In the above figure we can see that the ball of mass ‘m’ is pushed inside the chamber along the neck of the cross sectional area ‘a’, by distance ‘x’ from its position of equilibrium. The bulk modulus for air when there is a strain in the volume (V) for a particular pressure( P) is given by,
$B=\dfrac{\text{Pressure}}{\text{Volume strain}}=\dfrac{P}{-\Delta V/V}$
Where $\Delta V=a\text{x}$ is the change in the volume.
This increase in pressure will exert a restoring force on the ball. Since force $F(restoring)$ acting along the neck is equal to pressure times area of the cross sectional of the neck of the chamber, the above equation can be written as,
$\begin{aligned} & B=\dfrac{F(restoring)}{a\left( -\Delta V/V \right)} \\\ & \Rightarrow F(restoring)=-\dfrac{B\times a\Delta V}{V},\text{since }\Delta \text{V=ax} \\\ & \Rightarrow F(restoring)=-\dfrac{B\times a\left( ax \right)}{V} \\\ & \Rightarrow F(restoring)=-\dfrac{B\times {{a}^{2}}x}{V} \\\ \end{aligned}$
When a spring is stretched due to the mass m attached to it by a distance y, the restoring force is given by $F=-ky....(2)$ where k is the spring constant. If the spring is stretched and left, it will perform S.H.M whose time period is given by,
$\begin{aligned} & T=2\pi \sqrt{\dfrac{\text{Inertial mass}}{\text{spring constant}}} \\\ & \Rightarrow T=2\pi \sqrt{\dfrac{m}{k}}.....(3) \\\ \end{aligned}$
If we compare equation 1 and 2, the restoring force on the ball of mass m varies with a constant i.e. $\dfrac{B{{a}^{2}}}{V}$ times the compression produced along the neck of the air.

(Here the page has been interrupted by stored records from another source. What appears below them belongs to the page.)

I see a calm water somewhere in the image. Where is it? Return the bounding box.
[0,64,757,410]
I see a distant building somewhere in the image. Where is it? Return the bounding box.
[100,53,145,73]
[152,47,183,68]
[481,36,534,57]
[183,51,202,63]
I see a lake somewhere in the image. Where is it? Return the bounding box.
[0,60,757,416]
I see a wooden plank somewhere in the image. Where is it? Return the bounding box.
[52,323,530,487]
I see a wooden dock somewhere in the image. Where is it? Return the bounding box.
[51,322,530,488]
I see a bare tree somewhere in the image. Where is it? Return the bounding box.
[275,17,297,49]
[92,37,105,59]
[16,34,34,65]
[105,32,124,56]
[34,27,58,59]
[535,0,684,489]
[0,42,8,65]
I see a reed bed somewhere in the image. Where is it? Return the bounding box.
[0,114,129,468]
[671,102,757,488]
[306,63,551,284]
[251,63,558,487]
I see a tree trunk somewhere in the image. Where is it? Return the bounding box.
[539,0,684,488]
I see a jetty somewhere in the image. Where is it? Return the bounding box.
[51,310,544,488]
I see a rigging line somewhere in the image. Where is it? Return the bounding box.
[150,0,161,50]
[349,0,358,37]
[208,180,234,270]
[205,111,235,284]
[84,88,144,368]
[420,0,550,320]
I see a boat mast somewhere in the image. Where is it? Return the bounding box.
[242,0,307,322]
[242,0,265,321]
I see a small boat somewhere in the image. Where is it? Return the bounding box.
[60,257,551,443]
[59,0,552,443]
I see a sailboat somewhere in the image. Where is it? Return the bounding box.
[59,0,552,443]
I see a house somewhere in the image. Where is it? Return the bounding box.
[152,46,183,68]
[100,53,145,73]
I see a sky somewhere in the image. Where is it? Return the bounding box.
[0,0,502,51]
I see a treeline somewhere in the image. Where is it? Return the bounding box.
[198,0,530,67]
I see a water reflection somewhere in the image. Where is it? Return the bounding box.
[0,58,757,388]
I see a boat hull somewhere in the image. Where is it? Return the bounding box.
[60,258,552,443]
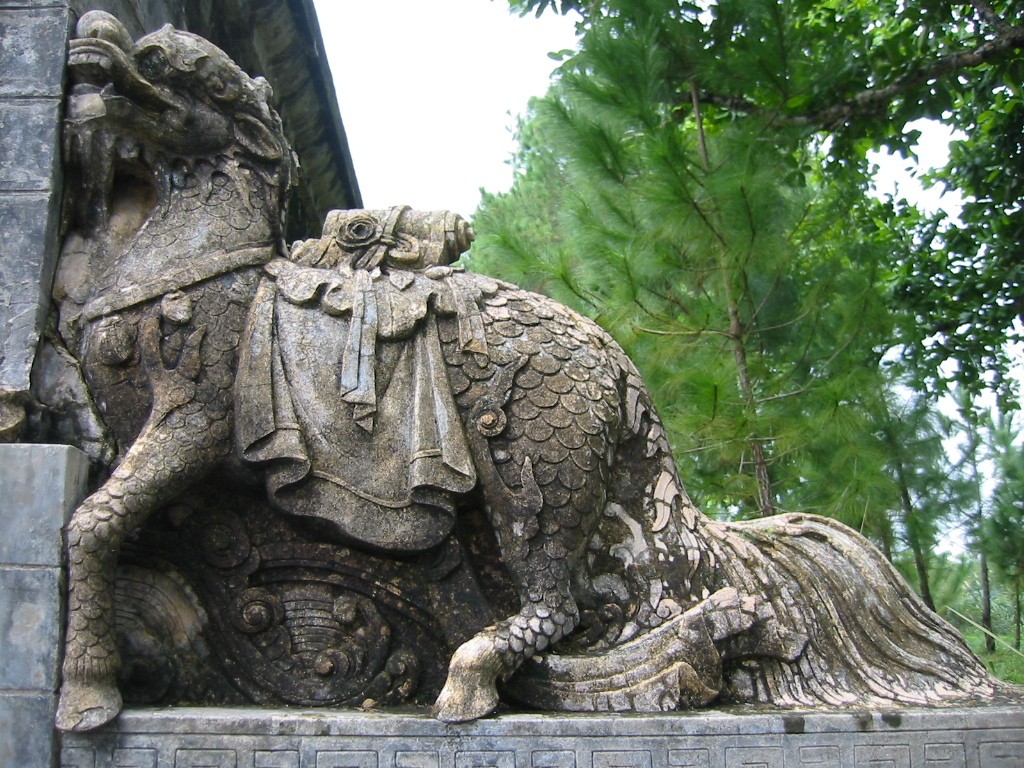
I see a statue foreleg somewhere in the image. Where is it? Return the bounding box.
[56,322,231,731]
[434,542,580,723]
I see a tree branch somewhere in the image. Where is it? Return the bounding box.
[697,22,1024,130]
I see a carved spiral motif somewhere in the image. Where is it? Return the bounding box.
[231,588,284,635]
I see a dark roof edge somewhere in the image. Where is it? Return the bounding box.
[288,0,362,208]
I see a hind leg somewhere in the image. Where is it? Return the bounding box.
[434,542,580,723]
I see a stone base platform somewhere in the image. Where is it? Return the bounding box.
[61,707,1024,768]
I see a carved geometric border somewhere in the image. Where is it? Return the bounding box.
[61,708,1024,768]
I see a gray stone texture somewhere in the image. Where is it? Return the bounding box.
[0,98,60,193]
[0,190,59,391]
[0,567,61,692]
[0,0,71,393]
[0,445,88,768]
[0,445,89,568]
[0,5,68,98]
[61,708,1024,768]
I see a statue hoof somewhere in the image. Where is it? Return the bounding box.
[433,677,498,723]
[56,683,121,731]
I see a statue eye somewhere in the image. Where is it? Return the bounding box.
[138,48,171,81]
[344,216,377,246]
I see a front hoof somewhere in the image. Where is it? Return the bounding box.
[56,682,121,731]
[433,677,498,723]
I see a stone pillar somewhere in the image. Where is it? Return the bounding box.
[0,445,89,768]
[0,0,71,432]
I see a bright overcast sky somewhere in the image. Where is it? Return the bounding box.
[314,0,574,217]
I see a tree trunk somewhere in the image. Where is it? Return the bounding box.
[980,552,995,653]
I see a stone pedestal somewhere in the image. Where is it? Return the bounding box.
[0,445,88,768]
[61,707,1024,768]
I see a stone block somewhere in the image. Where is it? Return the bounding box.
[0,7,71,98]
[0,445,89,567]
[0,692,57,768]
[0,97,60,191]
[61,707,1024,768]
[0,193,58,397]
[0,566,61,692]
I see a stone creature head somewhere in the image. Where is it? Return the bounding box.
[292,206,474,271]
[66,11,296,230]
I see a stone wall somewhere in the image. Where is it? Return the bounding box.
[0,0,361,415]
[0,445,88,768]
[0,0,72,409]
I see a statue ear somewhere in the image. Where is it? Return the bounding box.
[234,114,281,161]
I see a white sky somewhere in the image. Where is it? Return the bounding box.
[314,0,575,218]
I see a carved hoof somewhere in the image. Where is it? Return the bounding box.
[56,682,121,731]
[433,636,500,723]
[433,674,498,723]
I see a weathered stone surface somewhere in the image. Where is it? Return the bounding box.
[0,445,89,568]
[0,569,61,688]
[0,98,60,193]
[0,6,71,98]
[39,7,1016,741]
[0,691,59,768]
[61,708,1024,768]
[0,192,65,399]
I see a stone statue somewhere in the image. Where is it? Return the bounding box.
[41,12,1007,730]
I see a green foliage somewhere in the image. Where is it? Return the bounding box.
[470,0,1024,626]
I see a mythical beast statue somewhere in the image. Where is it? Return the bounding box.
[44,12,1005,730]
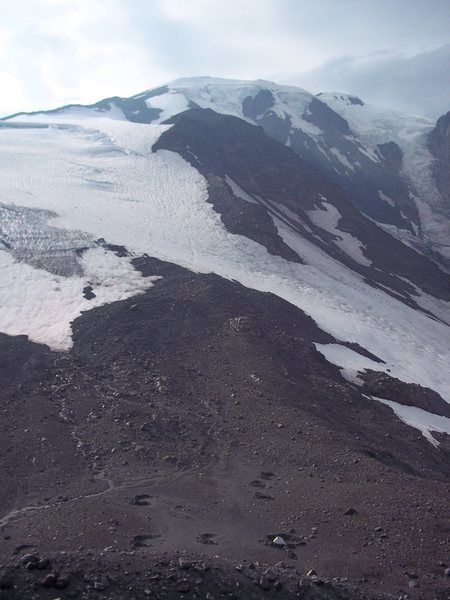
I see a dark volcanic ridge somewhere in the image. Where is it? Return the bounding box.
[0,257,450,600]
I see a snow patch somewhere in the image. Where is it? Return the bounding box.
[314,344,383,385]
[329,147,355,171]
[306,202,372,267]
[372,396,450,448]
[0,248,159,350]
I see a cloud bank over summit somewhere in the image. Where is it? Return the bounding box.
[0,0,450,117]
[275,44,450,119]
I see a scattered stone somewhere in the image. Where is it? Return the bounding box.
[175,579,191,594]
[94,581,106,592]
[20,554,39,569]
[272,535,286,546]
[178,558,192,571]
[259,576,271,591]
[38,573,57,587]
[344,508,358,517]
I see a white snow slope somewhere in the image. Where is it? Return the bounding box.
[0,113,450,434]
[320,93,450,258]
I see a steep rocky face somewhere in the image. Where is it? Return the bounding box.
[0,258,450,598]
[429,112,450,205]
[154,109,450,306]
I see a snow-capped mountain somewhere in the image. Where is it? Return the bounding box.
[0,78,450,596]
[7,77,450,264]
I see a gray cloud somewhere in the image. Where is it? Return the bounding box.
[0,0,450,115]
[279,44,450,119]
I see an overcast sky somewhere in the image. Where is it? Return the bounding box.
[0,0,450,118]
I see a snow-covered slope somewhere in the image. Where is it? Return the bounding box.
[8,77,449,264]
[320,93,450,259]
[0,109,450,418]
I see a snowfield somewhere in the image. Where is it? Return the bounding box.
[0,112,450,420]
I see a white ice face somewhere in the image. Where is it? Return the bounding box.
[0,104,450,426]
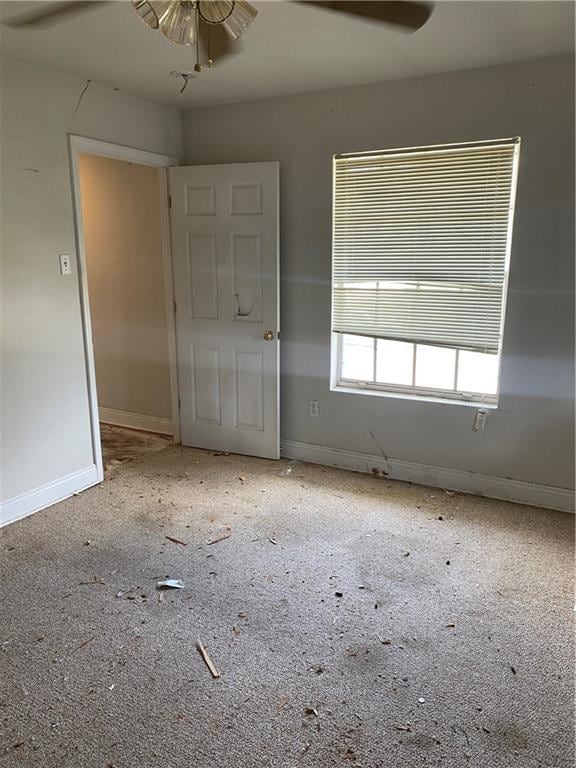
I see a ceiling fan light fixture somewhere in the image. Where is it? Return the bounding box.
[160,2,198,45]
[132,0,160,29]
[222,0,258,40]
[198,0,236,24]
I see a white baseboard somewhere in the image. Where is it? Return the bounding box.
[0,464,101,528]
[281,440,574,512]
[98,408,174,435]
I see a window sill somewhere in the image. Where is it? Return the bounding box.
[330,384,498,411]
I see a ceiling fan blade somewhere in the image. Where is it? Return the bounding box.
[298,0,433,30]
[199,22,242,66]
[2,0,110,29]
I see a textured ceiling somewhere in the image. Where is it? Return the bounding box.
[0,0,574,109]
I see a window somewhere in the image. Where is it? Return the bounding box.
[332,139,520,404]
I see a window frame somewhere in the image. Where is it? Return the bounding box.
[330,136,521,409]
[330,333,502,408]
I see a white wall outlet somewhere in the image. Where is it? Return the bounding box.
[58,253,72,275]
[472,408,488,432]
[308,400,320,416]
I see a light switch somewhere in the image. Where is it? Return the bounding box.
[59,253,72,275]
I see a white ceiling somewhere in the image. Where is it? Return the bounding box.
[0,0,574,109]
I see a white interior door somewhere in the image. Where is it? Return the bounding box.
[169,163,280,459]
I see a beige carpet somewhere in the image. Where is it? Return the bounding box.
[0,438,574,768]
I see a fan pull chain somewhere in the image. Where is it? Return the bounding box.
[194,3,202,72]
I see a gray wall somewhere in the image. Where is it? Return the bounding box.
[0,60,182,500]
[184,58,574,488]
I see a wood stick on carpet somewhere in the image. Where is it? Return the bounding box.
[196,640,220,677]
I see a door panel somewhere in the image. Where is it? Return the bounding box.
[169,163,280,459]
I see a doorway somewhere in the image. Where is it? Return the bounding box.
[70,137,179,480]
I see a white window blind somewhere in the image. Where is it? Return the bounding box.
[332,139,519,353]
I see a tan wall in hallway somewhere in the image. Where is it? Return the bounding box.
[80,155,171,419]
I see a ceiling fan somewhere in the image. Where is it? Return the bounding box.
[3,0,433,72]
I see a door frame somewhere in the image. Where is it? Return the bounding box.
[68,134,180,482]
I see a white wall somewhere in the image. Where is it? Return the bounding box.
[78,154,172,429]
[0,60,181,523]
[184,58,574,496]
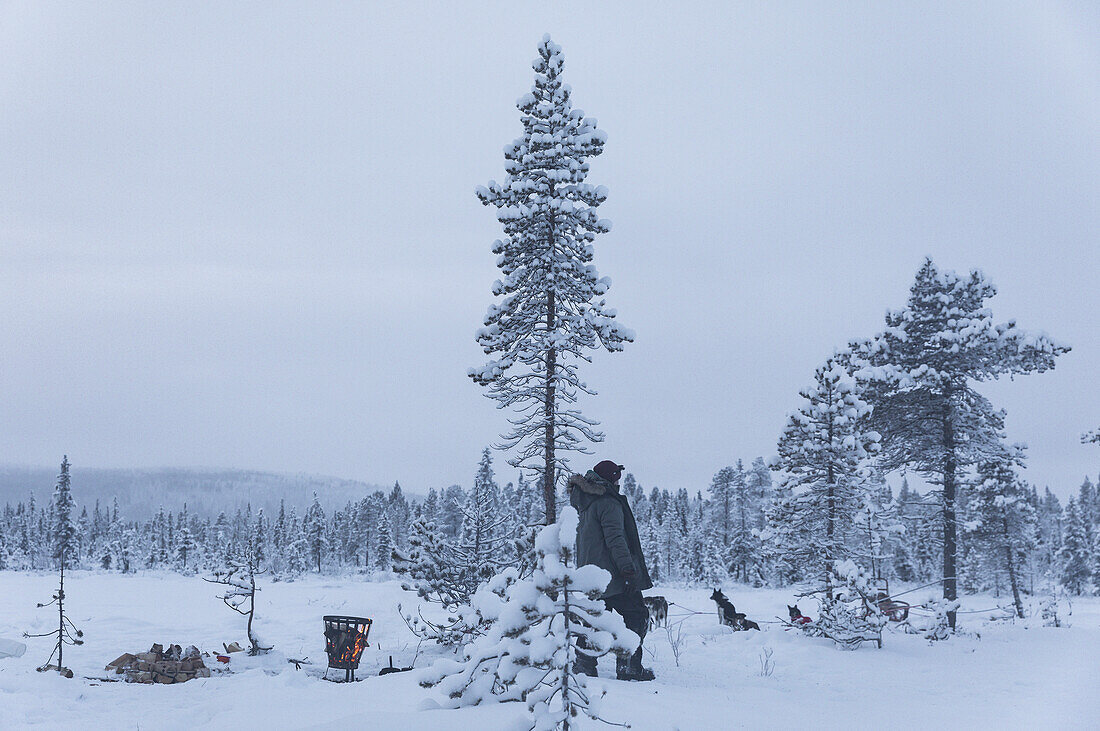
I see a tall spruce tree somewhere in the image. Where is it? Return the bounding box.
[766,358,879,599]
[470,35,634,524]
[853,258,1069,629]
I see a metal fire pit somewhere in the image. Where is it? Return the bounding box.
[325,614,373,683]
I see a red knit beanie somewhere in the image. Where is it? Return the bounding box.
[592,459,626,483]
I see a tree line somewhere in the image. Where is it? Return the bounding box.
[0,450,1100,605]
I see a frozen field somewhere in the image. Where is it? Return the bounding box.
[0,573,1100,731]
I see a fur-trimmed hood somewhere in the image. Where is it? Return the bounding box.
[569,469,618,496]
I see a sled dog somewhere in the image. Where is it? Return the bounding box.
[641,597,669,629]
[711,589,760,630]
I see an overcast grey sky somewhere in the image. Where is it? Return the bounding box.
[0,0,1100,495]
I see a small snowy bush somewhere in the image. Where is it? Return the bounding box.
[420,508,639,731]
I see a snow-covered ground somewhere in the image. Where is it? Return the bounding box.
[0,572,1100,731]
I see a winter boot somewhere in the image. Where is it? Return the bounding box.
[573,653,598,677]
[615,652,655,680]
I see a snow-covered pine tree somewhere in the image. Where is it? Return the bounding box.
[1058,498,1092,596]
[394,518,470,609]
[729,459,770,584]
[25,455,84,678]
[851,474,905,579]
[437,485,466,539]
[420,507,639,731]
[303,492,328,574]
[707,467,744,574]
[470,35,634,524]
[418,487,439,532]
[965,459,1037,619]
[202,541,271,655]
[851,258,1069,628]
[386,481,413,547]
[767,357,879,599]
[374,510,394,572]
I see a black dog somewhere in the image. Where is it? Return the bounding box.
[641,597,669,629]
[711,589,760,630]
[787,605,814,625]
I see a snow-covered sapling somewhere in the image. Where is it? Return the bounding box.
[420,508,639,731]
[23,455,84,678]
[202,542,271,655]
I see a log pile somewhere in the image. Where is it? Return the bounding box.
[107,644,210,685]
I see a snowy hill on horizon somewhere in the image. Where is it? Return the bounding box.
[0,465,419,520]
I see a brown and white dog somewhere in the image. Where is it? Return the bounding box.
[641,597,669,629]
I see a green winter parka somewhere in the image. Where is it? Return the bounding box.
[569,469,653,597]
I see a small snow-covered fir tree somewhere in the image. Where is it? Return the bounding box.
[420,508,639,731]
[450,447,514,597]
[470,35,634,523]
[964,459,1037,619]
[24,455,84,678]
[374,510,394,571]
[303,492,329,574]
[1058,498,1092,596]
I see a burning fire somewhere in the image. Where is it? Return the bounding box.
[325,617,371,669]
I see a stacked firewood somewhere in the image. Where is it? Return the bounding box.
[107,644,210,685]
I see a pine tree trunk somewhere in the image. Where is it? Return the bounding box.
[944,390,958,632]
[1001,516,1024,619]
[542,285,558,525]
[825,400,836,600]
[57,558,65,673]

Hence we can say that the factor k of the spring is equivalent to $\dfrac{B{{a}^{2}}}{V}$ of the S.H.M of the ball. Therefore using equation 3 the time period of oscillation of the ball of mass m is equal to,
$\begin{aligned} & T=2\pi \sqrt{\dfrac{m}{k}} \\\ & \Rightarrow T=2\pi \sqrt{\dfrac{m}{\dfrac{B{{a}^{2}}}{V}}} \\\ & \Rightarrow T=2\pi \sqrt{\dfrac{mV}{B{{a}^{2}}}} \\\ \end{aligned}$

So, the correct answer is “Option D”.

Note:
The above equation is valid only if the pressure and the volume is varied isothermally. This is because if the temperature is not constant then the pressure and the volume will change by itself and the time period observed might not be a constant. It is also to be noted that the pressure inside the chamber should be greater than the atmospheric pressure when the ball is pushed downwards.